Q: How soon after the initiation of immune checkpoint blockade therapy do immune-related adverse events occur?

A: Immune-related adverse events usually develop within the first few weeks to months after treatment initiation. However, immune-related adverse events can present at any time, including after cessation of immune checkpoint blockade therapy, and may wax and wane over time.

Morning Report Questions

Q: Is the severity of immune-related adverse events a measure of the likelihood of an antitumor response to immune checkpoint blockade?

A: Regardless of the precise pathophysiological mechanisms, the occurrence of immune-related adverse events provides evidence that immune checkpoint blockade has activated a patient’s immune system. Whether this immunologic activation correlates with improved antitumor immunity remains controversial. Some studies suggest that patients with immune-related adverse events have higher response rates than patients without such events, but these findings have not been universally verified. In one large, retrospective study of ipilimumab, the treatment outcomes were similar in patients with and those without immune-related adverse events. At minimum, the general consensus is that such events are not required to obtain a benefit from immune checkpoint blockade.

Q: How are immune-related adverse events managed?

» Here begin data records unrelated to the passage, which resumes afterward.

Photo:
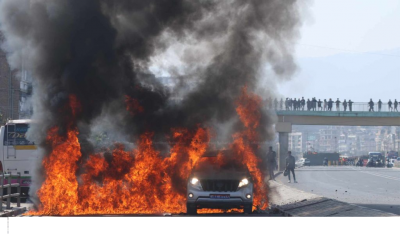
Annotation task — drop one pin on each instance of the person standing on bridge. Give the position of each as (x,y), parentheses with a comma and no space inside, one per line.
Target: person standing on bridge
(350,105)
(314,104)
(271,161)
(290,164)
(371,105)
(319,105)
(337,105)
(330,104)
(379,105)
(287,103)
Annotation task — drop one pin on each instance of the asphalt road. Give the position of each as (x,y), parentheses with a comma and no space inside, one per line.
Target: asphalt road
(376,188)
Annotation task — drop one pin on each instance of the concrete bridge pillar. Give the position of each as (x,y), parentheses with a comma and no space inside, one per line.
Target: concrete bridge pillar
(283,149)
(283,128)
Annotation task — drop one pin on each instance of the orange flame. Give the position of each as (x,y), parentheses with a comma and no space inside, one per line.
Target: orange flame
(139,181)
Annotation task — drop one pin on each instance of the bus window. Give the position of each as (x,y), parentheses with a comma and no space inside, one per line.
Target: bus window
(14,134)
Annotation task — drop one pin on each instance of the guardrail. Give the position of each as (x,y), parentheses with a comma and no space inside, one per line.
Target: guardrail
(8,186)
(356,106)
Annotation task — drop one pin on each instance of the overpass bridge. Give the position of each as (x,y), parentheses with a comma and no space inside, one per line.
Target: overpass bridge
(359,116)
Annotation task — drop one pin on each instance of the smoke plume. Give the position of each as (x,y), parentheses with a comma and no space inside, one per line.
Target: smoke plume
(109,53)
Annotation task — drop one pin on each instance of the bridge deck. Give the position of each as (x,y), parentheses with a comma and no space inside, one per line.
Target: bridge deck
(342,118)
(339,113)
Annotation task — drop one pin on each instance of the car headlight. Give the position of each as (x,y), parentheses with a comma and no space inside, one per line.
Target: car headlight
(243,182)
(194,180)
(195,183)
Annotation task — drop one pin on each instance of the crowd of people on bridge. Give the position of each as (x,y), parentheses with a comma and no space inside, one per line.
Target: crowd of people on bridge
(326,105)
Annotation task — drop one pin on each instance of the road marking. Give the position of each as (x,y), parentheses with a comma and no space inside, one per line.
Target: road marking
(378,175)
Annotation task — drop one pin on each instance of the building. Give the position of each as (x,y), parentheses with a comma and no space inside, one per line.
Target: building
(15,90)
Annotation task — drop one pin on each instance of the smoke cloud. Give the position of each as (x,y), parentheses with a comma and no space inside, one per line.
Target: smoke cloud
(105,52)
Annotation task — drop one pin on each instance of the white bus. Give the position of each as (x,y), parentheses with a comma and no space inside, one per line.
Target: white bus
(17,154)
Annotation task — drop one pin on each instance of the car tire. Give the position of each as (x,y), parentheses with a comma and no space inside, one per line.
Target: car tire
(191,209)
(248,209)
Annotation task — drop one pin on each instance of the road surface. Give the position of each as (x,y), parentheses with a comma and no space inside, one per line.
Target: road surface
(376,188)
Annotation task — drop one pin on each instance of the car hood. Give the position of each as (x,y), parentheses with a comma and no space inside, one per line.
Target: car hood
(221,175)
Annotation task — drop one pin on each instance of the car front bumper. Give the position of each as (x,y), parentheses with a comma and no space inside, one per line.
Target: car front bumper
(202,199)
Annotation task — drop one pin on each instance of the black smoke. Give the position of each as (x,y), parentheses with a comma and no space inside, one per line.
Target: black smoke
(102,51)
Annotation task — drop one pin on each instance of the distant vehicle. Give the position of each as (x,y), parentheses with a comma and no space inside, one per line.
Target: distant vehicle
(376,159)
(300,162)
(390,163)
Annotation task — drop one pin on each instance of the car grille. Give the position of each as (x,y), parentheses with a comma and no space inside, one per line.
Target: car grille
(220,185)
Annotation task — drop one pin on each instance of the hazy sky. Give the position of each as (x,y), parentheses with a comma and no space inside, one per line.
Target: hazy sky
(343,51)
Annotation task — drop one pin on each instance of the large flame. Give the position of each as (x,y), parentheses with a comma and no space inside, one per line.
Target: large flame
(138,181)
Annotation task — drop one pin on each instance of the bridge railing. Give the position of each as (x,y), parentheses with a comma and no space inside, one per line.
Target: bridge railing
(356,106)
(5,183)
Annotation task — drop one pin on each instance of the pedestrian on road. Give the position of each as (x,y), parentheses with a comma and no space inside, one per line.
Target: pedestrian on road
(337,105)
(379,105)
(350,105)
(344,105)
(271,157)
(319,105)
(371,105)
(290,164)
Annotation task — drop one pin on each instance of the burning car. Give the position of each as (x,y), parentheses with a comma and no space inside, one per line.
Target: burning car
(217,185)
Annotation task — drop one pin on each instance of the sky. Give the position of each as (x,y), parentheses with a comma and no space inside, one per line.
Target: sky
(348,49)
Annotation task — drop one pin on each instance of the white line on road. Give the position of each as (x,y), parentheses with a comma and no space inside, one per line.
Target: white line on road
(378,174)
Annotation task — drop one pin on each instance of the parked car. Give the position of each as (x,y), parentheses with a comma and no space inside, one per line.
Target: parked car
(390,163)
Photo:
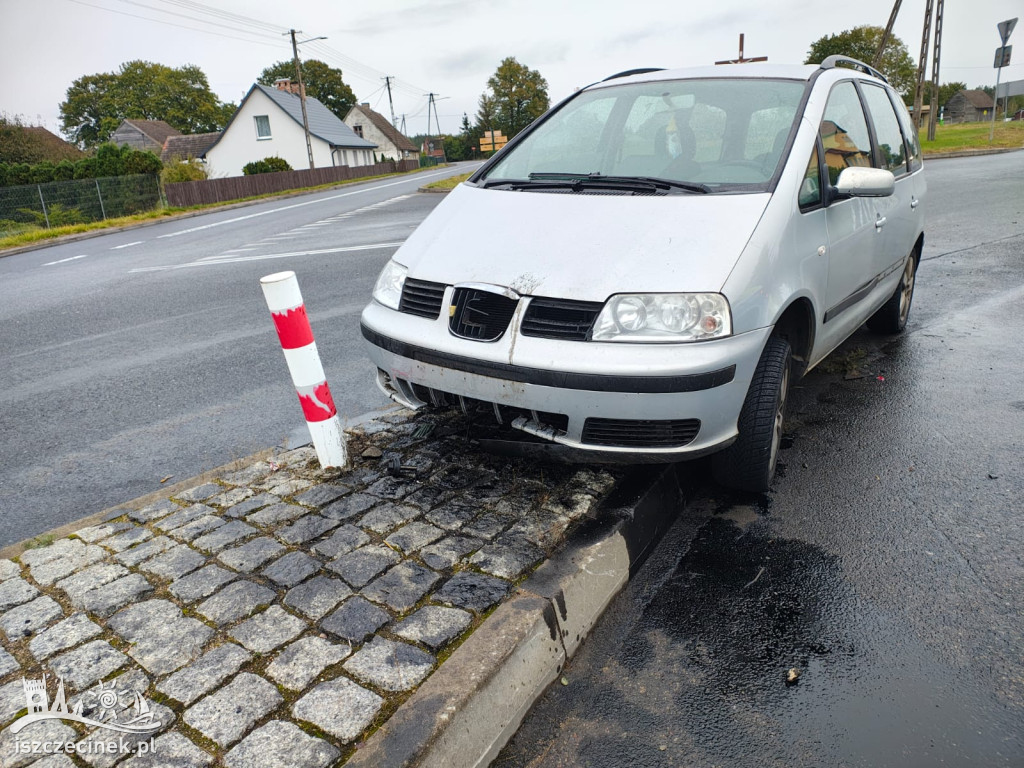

A: Most immune-related adverse events are effectively treated by delaying administration of the checkpoint inhibitor or by inducing temporary immunosuppression with agents such as oral glucocorticoids or additional immunosuppressants in more severe cases. Retrospective studies have shown that the outcomes for patients whose immune-related adverse events were treated with immunosuppression were not worse overall than the outcomes for patients who did not receive immunosuppressive agents for immune-related adverse events, though there may be individual exceptions, perhaps relating specifically to the type of immunosuppressive treatment used. Since most immune-related adverse events resolve within weeks to months after the initiation of immunosuppressive therapy, one of the most important issues in clinical practice is the safety of resuming immune checkpoint blockade after the adverse event has resolved. Prospective data from clinical trials are limited, since study protocols have often required that treatment with immune checkpoint blockade be permanently discontinued if a serious immune-related adverse event develops. A recent retrospective study involving patients with melanoma showed that anti–PD-1 therapy could be safely given after a serious ipilimumab-related adverse event requiring immunosuppression. Subsequent anti–PD-1 treatment was associated with a low rate of recurrent immune-related adverse events (3%). These findings suggest that toxicity may be treatment-specific rather than generalizable across the various types of immune checkpoint blockade, which have nonredundant biologic effects.